The West Wind project on the southern tip of New Zealand’s North Island is an array of 62 2.3 megawatt Siemens turbines. It generates 550 gigawatt-hours per year for Wellington to the east, indicating an average capacity factor of 44% – one of the highest in the world for onshore wind, which is obvious considering the geography. New Zealand’s rich hydro capacity can be ramped to compliment West Wind’s contribution. The farmland isn’t greatly impacted by the towers and roads. This is exactly what I’m thinking of when I profess in-principle support for wind-power: right location, right conditions, right technology mix.
I also feel a bit of an emotional connection to this project as I was honeymooning at Princess Charlotte Sound around the time it was being constructed across the water. I saw a staging yard from the road that contained the huge tower segments, presumably being prepared for transport by barge. I may be making spurious connections here but the timing fits.
But… we are well on track to a long-speculated future featuring small modular reactors. The NuScale naturally circulating, inherently safe reactor will stand 24.4 metres tall in its containment, compared to an average turbine tower height of 50 metres. This SMR integrates its steam generator within its pressure vessel, but even adding the size of an appropriate turbine, it is still “smaller” than a single wind turbine. Sure, the associated plant is spread over more area… but one 50 MW NuScale unit running for a year will provide 440 gigawatt-hours of fully dispatchable electricity – 80 percent of West Wind’s entire variable output. The SMR is intended to be built and installed by the dozen, in an area of 44 acres, with a design life of sixty years. It is mostly steel and concrete – but far less than what is needed for wind farms, per kilowatt-hour.

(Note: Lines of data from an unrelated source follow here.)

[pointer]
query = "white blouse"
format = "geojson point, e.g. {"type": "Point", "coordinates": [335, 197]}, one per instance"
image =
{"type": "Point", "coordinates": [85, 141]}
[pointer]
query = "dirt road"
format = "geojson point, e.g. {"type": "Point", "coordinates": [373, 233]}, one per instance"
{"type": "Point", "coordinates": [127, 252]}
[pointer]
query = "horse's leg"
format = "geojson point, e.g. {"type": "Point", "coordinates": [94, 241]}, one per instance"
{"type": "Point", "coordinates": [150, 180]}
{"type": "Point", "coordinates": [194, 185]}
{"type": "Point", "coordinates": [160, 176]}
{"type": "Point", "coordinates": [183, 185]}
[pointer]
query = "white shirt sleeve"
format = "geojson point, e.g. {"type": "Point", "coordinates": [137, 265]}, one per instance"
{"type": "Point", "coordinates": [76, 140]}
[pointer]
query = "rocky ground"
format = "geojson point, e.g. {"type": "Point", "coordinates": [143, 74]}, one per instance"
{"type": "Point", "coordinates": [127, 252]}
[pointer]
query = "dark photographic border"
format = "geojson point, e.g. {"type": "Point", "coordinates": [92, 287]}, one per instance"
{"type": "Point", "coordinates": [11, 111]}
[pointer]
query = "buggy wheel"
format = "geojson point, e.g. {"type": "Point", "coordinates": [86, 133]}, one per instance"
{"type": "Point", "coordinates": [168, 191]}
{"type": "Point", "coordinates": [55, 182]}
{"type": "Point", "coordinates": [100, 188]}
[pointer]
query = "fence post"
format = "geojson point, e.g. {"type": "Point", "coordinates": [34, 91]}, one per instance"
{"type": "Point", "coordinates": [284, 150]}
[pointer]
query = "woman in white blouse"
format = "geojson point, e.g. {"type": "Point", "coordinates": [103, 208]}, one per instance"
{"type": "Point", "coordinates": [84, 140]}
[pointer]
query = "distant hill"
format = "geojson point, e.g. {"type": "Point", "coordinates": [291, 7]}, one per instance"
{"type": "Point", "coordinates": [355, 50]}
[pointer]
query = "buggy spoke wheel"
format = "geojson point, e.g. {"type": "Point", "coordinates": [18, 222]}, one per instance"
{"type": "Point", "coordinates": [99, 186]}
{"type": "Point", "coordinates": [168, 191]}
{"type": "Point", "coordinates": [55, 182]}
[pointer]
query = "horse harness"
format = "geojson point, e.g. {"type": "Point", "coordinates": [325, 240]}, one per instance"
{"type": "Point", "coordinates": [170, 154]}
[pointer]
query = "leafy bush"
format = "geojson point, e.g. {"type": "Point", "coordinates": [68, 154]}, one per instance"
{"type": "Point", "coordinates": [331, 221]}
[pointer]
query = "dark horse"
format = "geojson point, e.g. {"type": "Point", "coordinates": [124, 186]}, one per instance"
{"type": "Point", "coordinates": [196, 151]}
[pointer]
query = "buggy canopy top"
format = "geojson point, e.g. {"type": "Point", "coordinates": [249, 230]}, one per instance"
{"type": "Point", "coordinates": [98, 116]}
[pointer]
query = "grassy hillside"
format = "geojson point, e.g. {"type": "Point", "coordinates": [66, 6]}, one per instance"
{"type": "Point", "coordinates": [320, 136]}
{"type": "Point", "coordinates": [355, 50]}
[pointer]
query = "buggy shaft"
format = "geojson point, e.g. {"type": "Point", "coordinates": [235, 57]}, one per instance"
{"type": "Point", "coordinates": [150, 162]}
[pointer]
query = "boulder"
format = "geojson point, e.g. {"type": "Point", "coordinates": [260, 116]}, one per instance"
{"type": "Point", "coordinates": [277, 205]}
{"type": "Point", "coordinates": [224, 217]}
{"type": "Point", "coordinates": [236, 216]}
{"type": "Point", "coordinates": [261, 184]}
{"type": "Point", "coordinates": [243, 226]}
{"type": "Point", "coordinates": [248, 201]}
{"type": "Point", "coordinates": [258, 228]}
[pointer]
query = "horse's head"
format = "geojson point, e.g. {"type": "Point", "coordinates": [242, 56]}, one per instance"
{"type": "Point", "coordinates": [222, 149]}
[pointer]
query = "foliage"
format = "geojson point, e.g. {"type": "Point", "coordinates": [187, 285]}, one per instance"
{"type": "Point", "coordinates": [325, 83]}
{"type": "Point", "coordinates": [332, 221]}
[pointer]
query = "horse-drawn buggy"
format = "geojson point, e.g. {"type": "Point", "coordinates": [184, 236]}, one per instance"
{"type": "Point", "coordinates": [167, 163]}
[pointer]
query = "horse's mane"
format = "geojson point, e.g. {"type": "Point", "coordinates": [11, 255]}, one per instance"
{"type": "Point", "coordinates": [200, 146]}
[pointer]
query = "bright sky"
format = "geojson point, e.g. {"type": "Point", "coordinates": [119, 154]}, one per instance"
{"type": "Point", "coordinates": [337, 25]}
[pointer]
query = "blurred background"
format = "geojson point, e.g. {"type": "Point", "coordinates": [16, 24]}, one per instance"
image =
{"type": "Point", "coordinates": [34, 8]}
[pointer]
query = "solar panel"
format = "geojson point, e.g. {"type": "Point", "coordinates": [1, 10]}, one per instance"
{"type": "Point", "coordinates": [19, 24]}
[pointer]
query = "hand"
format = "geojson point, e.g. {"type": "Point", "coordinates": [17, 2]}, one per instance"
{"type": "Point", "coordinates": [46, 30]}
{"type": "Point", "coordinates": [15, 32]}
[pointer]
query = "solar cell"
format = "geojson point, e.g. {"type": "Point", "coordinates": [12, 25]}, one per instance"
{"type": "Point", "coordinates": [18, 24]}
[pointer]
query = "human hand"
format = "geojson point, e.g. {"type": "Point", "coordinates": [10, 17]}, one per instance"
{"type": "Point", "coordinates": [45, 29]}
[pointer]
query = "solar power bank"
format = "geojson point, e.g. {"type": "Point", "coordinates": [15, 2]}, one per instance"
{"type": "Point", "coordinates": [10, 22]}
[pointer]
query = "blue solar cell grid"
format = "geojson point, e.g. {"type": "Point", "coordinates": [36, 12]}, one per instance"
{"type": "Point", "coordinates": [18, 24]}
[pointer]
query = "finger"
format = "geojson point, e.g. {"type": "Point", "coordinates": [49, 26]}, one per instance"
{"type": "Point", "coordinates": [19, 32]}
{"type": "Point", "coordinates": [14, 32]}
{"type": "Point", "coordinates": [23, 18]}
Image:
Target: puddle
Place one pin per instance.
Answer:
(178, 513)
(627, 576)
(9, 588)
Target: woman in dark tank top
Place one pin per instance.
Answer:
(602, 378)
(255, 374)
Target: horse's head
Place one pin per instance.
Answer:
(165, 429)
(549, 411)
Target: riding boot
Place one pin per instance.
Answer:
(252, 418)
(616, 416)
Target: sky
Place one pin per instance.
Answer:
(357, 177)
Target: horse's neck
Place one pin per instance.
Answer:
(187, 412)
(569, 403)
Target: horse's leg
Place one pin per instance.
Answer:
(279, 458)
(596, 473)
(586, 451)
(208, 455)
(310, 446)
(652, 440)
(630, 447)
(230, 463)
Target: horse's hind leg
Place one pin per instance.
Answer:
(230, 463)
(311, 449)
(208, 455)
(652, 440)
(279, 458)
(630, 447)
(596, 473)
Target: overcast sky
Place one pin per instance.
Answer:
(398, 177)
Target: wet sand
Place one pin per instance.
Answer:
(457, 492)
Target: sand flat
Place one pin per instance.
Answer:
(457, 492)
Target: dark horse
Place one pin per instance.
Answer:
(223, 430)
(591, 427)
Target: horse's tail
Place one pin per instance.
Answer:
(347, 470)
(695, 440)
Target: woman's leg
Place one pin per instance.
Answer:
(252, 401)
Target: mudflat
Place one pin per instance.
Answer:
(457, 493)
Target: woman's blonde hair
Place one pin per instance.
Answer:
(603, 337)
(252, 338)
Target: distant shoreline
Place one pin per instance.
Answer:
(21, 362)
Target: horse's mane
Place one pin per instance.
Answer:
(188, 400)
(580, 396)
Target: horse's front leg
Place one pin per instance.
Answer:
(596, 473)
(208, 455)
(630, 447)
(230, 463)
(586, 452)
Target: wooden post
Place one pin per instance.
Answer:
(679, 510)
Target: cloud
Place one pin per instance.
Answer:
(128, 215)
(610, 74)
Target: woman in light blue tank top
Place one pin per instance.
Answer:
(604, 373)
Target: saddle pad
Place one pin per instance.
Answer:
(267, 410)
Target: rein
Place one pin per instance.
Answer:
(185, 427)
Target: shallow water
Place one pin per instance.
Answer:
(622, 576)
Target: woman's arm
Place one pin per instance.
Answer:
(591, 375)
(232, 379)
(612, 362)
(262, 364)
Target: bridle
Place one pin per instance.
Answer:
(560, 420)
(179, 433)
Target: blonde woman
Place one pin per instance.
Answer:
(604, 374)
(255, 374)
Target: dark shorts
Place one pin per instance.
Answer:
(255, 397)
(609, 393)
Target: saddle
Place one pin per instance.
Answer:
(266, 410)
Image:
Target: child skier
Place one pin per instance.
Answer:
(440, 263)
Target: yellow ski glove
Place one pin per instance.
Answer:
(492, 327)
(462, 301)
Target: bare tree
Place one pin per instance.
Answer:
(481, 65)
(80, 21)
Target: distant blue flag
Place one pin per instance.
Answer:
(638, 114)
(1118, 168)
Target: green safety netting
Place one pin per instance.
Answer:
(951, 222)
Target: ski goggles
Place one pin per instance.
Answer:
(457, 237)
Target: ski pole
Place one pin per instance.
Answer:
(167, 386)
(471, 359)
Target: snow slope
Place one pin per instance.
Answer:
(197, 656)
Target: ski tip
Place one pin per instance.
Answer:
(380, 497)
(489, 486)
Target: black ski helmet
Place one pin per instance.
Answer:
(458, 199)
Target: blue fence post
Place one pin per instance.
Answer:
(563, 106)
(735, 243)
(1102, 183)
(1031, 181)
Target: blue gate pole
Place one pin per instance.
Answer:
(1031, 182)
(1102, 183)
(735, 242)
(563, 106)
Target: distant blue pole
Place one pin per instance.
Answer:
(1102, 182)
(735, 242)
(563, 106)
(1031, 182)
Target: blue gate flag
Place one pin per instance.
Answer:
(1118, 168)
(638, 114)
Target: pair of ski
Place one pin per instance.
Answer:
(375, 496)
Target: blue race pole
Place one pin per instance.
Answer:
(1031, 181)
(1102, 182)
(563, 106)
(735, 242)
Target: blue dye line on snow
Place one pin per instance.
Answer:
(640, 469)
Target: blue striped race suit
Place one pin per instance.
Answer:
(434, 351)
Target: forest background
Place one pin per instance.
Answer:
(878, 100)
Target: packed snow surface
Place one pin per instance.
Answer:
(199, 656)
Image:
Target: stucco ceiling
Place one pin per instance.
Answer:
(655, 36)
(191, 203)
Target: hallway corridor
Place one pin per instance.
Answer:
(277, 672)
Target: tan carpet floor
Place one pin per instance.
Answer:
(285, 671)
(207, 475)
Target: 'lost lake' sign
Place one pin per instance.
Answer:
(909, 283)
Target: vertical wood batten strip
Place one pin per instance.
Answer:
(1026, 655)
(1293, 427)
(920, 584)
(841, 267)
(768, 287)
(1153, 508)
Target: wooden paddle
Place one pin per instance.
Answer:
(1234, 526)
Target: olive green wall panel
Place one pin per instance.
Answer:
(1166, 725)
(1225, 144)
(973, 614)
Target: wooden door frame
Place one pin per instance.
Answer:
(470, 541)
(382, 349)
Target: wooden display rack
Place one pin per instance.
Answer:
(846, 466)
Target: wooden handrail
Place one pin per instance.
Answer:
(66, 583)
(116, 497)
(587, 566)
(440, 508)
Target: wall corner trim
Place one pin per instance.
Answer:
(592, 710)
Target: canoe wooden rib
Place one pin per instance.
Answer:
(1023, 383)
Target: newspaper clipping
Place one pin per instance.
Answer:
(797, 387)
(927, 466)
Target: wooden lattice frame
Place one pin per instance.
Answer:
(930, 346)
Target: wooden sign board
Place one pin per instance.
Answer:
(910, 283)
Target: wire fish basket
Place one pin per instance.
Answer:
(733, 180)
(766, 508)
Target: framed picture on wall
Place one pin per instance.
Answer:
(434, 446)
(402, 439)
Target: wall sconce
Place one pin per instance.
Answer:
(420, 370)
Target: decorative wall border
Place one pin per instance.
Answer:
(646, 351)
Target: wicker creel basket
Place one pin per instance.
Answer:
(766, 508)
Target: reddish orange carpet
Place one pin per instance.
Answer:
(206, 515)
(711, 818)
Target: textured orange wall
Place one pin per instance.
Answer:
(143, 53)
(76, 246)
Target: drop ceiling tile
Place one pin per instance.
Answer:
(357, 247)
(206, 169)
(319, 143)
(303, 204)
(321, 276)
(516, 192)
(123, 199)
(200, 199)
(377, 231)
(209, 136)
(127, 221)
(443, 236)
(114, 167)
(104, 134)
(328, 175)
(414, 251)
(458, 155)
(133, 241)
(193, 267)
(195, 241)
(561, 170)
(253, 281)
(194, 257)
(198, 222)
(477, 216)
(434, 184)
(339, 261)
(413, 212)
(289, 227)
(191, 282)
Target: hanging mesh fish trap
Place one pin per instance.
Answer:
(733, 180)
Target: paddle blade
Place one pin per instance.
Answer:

Everything about this approach to providing electricity is more, and in a more compact package.
Now, this hardly constitutes a feasibility study into nuclear power for New Zealand. I’d be surprised if the North Island ever needs a whole 600 MW plant. I’m with @millysievert: I talk about the potential for plentiful energy but 100% nuclear power nearly anywhere is probably not going to happen. What is vital is to maintain perspective on the realistic proportions of future energy offered by different technologies.